How to Prevent Container Candles from Tunneling

how to prevent tunneling

It’s All About the Wick

Container candles look better when they burn down evenly.  Sometimes though, container candles don’t burn down evenly and form a narrow tunnel.  Eventually the flame dies, leaving most of the candle unconsumed.  Why?   What is the remedy?

Sit down, pour yourself a drink and let’s chat about wick choices.

There are a few basic principles to keep in mind when choosing a wick:

  • diameter of the container
  • wax or wax blend
  • flame size

Diameter of the container

The wick size needs to match the diameter of the container.  You will find a very approximate guide under each of our two wick categories.  Choose a wick based on the diameter of your container, make a test candle and burn it.  This is called “testing the wick”.  You can only know whether you are happy with your wick choice by testing it in your container candle.

Wax or Wax Blend

Waxes have different levels of viscosity.  “Viscosity” refers to how thick or sticky a particular wax is when melted.  The viscosity of the melted wax will determine how it is sucked up the wick to feed the candle flame.

Match your choice of wick to the type of wax you use.  Use Candle Deli’s LX range of wicks for paraffin waxes.  Use Candle Deli’s VRL range of wicks for soy wax and beeswax.
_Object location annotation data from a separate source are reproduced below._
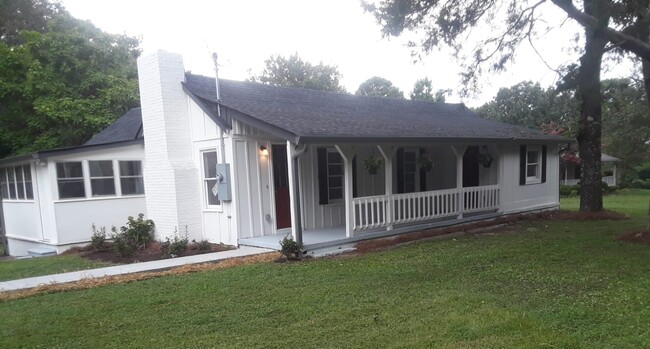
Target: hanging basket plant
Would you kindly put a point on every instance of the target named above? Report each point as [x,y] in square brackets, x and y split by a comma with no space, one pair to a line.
[484,157]
[425,163]
[373,164]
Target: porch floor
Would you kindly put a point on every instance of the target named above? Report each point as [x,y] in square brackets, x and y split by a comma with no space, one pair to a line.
[309,237]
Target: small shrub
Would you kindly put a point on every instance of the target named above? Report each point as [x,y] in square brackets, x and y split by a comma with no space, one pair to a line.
[98,239]
[175,246]
[139,231]
[290,248]
[569,190]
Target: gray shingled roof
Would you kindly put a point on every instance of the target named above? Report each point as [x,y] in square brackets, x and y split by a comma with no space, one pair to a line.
[127,128]
[317,115]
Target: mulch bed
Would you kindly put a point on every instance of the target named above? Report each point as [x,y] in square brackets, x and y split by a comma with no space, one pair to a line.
[153,252]
[509,221]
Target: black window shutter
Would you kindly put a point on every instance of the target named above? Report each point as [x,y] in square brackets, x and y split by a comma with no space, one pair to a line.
[322,176]
[423,174]
[522,165]
[400,170]
[544,164]
[354,176]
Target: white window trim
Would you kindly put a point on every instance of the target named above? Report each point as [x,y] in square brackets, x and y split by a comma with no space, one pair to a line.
[538,177]
[24,183]
[92,194]
[331,201]
[204,187]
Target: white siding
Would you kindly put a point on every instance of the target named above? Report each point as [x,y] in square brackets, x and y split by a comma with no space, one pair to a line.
[516,197]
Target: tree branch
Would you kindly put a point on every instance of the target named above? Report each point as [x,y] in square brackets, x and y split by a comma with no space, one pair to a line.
[622,40]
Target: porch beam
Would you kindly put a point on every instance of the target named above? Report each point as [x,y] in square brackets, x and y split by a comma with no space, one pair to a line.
[347,153]
[387,153]
[459,151]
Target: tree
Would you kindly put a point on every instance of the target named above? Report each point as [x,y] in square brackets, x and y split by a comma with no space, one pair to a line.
[626,121]
[59,87]
[379,87]
[31,15]
[528,104]
[423,91]
[294,72]
[623,25]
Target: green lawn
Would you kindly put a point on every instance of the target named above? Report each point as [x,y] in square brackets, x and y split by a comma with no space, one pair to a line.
[22,268]
[542,285]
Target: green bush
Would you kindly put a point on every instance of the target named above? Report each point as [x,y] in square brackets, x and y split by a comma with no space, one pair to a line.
[175,246]
[569,190]
[132,237]
[98,239]
[290,248]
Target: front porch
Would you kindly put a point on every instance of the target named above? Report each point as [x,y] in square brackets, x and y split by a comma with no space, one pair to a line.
[385,215]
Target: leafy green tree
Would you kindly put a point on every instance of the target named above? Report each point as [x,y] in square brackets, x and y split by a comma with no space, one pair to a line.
[626,122]
[624,25]
[379,87]
[294,72]
[422,90]
[528,104]
[19,15]
[59,87]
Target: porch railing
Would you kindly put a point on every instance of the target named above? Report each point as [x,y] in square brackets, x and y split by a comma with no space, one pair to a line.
[610,180]
[384,210]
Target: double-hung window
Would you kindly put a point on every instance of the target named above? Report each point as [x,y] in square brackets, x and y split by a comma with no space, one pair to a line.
[16,183]
[210,179]
[131,179]
[334,175]
[70,180]
[102,181]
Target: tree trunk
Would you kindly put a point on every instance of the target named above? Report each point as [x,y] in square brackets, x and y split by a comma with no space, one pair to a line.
[590,123]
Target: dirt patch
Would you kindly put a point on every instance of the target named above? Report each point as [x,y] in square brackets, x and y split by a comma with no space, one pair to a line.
[153,252]
[506,222]
[639,237]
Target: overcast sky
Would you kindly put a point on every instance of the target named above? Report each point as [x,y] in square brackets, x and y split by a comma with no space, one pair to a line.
[335,32]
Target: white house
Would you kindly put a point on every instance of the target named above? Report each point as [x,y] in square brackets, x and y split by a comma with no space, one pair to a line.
[50,199]
[247,163]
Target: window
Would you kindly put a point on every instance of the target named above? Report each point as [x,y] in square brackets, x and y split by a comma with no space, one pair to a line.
[210,178]
[131,178]
[70,180]
[102,181]
[16,183]
[4,186]
[532,165]
[334,175]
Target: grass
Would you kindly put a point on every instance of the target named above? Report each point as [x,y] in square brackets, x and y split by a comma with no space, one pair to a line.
[12,269]
[548,284]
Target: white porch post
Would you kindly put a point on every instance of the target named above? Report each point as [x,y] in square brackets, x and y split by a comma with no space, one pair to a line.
[387,154]
[459,151]
[347,154]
Test a variety of wicks if you use a wax blend.  For example, test both LX wicks and VRL wicks in a parasoy blend to see which works best in your particular wax blend.

Flame Size

Some people like a flame thrower, others prefer something more modest.   The bigger the wick size, the bigger the flame.  Bear in mind that an outsized flame is more likely to smoke, to produce soot and of course to burn down your candle quickly.


Let your candle burn for 1 – 2 hours when you first light it.